Refer below comparison, as per 30th June 2019 Result:
Items | Unit | First | Plife |
Lease Profile | |||
Portfolio Occupancy | % | 100 | 100 |
Income Received in SGD | % | 99.37 | 60.27 |
Highest Lease Maturity in 5 Years* | % | 22 | 59.79 |
Weighted Average Lease Expiry, WALE* | year | 8 | 6.66 |
Weighted Average Land Lease Expiry* | year | 64.4 | 74.6 |
Debt Profile | |||
Interest Cover Ratio | time | 6.06 | 12.21 |
Cost of Debt | % | 3.75 | 1.05 |
Fixed Debt over Total Debt | % | 71.42 | 95.07 |
Unsecured Debt over Total Debt | % | 20.15 | 100 |
Gearing Ratio* | % | 34.5 | 36.9 |
Highest Debt Expiry in 5 Years* | % | 40.4 | 29.3 |
Weighted Average Debt Expiry* | year | 2.51 | 3.1 |
Diversification Information | |||
Major Sector Contribution | % | 96.47 | 100 |
Top Geographical Location Contribution | % | 34.44 | 60.27 |
Top Property Contribution | % | 18.81 | 37.32 |
Top Tenant Contribution | % | 82.05 | 60.27 |
Top 10 Tenants Contribution | % | 100 | 88.75 |
Share Related Information | |||
REIT Manager's Shareholding* | % | 0.994 | 0.354 |
QoQ Dilutive Shares Increase | % | 0.24 | 0 |
Financial Metrics | |||
Property Yield (Annualized) | % | 8.44 | 5.89 |
Distribution on Management Fees | time | 6.03 | 6.93 |
Distribution on Capital (Annualized) | % | 5.11 | 4.49 |
Distribution Margin | % | 58.51 | 70.2 |
Support over Distribution | % | 0 | 0 |
Growth Profile | |||
QoQ NAV per Unit Growth | % | 0.12 | 1.13 |
QoQ DPU Growth | % | 0.13 | 0.36 |
QoQ Interest Cover Ratio Growth | % | -0.38 | 2.42 |
QoQ Property Yield Growth | % | -0.04 | -0.5 |
QoQ Distribution on Capital Growth | % | -0.31 | -0.59 |
QoQ Distribution Margin Growth | % | -0.18 | -0.2 |
i) Value without * is weighted average value for past 5 years, may be adjusted due to acquisition/disposal, equity fund raising or any events that affect average value drastically.

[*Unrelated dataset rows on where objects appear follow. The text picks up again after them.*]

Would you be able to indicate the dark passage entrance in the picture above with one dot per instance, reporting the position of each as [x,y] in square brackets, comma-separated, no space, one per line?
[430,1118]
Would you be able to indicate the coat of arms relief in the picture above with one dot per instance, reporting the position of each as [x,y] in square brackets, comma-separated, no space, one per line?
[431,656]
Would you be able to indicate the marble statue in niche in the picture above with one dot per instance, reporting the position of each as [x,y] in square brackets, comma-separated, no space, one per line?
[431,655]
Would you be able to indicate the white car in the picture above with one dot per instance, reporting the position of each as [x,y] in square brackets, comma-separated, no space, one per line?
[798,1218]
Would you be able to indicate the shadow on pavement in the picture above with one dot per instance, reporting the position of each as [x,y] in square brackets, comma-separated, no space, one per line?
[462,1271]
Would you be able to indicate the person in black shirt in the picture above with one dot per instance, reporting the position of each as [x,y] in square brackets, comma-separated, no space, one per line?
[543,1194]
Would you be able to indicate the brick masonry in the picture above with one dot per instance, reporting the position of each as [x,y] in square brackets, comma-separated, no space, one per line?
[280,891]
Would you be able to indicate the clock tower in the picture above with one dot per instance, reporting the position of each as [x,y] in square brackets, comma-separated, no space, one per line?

ii) All information are based on best effort without any guarantee on accuracy & reliability.
Summary:
1) Lease Profile Winner - First
2) Debt Profile Winner - Parkway
3) Diversification Profile Winner - First
4) Share Related Profile Winner - Tied
5) Financial Metrics Winner - Tied
6) Growth Profile Winner - Tied
7) Overall with Most Green - Parkway
Again, we apply the Relative Valuation Analysis method, we would get the below result:
1) First REIT - $ 1.14 to $ 1.28 (Current: $ 1.02)
2) Parkway Life REIT - $ 2.59 to $ 2.80 (Current: $ 3.14)
Parkway Life REIT price is always at premium, its DPU and NAV have been increasing consistently throughout past 5 years. It is also the only SREIT that never increase any outstanding share since 2012. Whereas for First REIT, its share price plunges after downgrade of its sponsor credit rating at 2018, despite there is no change in fundamental.
So whether to buy a "safer" one (as it seems) at 4.2% yield ? Or take some risk for 8.4% yield? The choice is up to individual risk profile and belief. But let's take a step backward and think, if all those First REIT concerns have been cleared, can we still buy it at current price?